Received 5 April 1999; received in revised form 5 October 2000; accepted 6 October 2000.

Abstract

Quantitative digital imaging microscopy, confocal laser scanning microscopy (CLSM), and multiple molecular fluorescent probes were utilized to test the hypothesis that cerebral vascular muscle cell nuclear ([Ca²⁺]_n), perinuclear ([Ca²⁺]_pn), and cytoplasmic free calcium ([Ca²⁺]_i) levels are regulated by the concentration of extracellular free magnesium ions ([Mg²⁺]_o). Primary cultured canine cerebral vascular smooth muscle cells were loaded with either fura-2/AM, indo-1/AM, or fluo-3/AM, and the subcellular Ca²⁺ responses to stepwise reduction in [Mg²⁺]_o (i.e., from 1.36 to 0.17 mM) were analyzed over time. With normal 1.36 mM [Mg²⁺]_o-containing incubation media, basal mean [Ca²⁺]_i was 89.6±15 nM. Lowering [Mg²⁺]_o to 1.07, 0.88, 0.48, and 0.17 mM resulted in rapid (<4 min) increments in [Ca²⁺]_i going to 213±43, 368±67, 471±77, and 642±98 nM, respectively; the longer the exposure time (up to 30 min) to lowered [Mg²⁺]_o, the higher the [Ca²⁺]_i.
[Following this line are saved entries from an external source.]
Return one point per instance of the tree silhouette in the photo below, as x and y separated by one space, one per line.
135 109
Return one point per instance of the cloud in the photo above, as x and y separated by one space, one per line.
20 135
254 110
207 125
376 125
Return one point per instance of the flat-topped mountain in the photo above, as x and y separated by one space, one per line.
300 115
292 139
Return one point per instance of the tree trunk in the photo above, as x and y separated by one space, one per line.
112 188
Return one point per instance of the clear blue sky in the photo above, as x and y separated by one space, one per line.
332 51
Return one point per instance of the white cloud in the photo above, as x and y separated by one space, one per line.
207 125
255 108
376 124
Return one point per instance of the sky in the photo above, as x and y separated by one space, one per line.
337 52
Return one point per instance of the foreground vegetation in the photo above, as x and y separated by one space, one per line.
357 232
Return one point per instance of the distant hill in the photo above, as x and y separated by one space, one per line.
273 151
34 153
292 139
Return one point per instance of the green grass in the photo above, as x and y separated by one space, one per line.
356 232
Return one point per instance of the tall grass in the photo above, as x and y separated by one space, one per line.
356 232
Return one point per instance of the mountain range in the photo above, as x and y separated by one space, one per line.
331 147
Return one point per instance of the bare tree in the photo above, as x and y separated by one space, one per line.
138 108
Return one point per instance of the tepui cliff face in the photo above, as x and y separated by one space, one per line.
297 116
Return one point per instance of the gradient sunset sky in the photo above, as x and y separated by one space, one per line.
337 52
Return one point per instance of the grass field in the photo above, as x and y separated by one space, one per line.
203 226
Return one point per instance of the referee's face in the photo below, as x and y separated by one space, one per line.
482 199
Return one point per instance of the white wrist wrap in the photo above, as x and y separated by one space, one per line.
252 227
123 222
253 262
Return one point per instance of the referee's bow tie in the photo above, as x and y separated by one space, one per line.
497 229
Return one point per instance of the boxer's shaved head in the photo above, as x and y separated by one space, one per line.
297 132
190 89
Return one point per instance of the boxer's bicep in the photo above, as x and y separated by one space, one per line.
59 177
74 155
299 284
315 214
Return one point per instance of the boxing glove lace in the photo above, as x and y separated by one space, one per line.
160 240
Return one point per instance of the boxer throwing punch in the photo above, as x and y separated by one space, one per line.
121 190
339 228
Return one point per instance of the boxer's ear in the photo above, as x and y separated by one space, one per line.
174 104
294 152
Restoration of [Mg²⁺]_o to normal caused decreases in [Ca²⁺]_i to 215.9±42.3 nM, but only complete removal of [Ca²⁺]_o returned [Ca²⁺]_i to basal levels. Results show that basal [Ca²⁺]_pn (282±92 nM) exceeds basal cytoplasmic Ca²⁺ (61±27.8 nM) and [Ca²⁺]_n (20±7.6 nM). However, reduction of normal [Mg²⁺]_o to 0.48 mM resulted in dramatic, rapid rises in all subcellular compartments, where [Ca²⁺]_pn (1503±102 nM)>cytoplasmic Ca²⁺ (688±49 nM)≡[Ca²⁺]_n (674±12 nM). Nuclear Ca²⁺ rose dramatically (e.g., 35–40 times basal levels). Both verapamil (1 μM) and Ni²⁺ (5 mM) prevented, completely, the rises in Ca²⁺ in all compartments, suggesting that Mg²⁺-dependent Ca²⁺ accumulation may be dependent on nuclear, endoplasmic reticulum–Golgi, and cytoplasmic L-type voltage membrane-regulated Ca²⁺ channels. The normally low [Ca²⁺]_n suggests that Ca²⁺ does not transport passively across the nuclear membrane in cerebral vascular smooth muscle cells. These results may help to explain much of the impact of hypomagnesemic states on cerebral–central nervous system pathobiology, and, particularly, alcohol-induced strokes.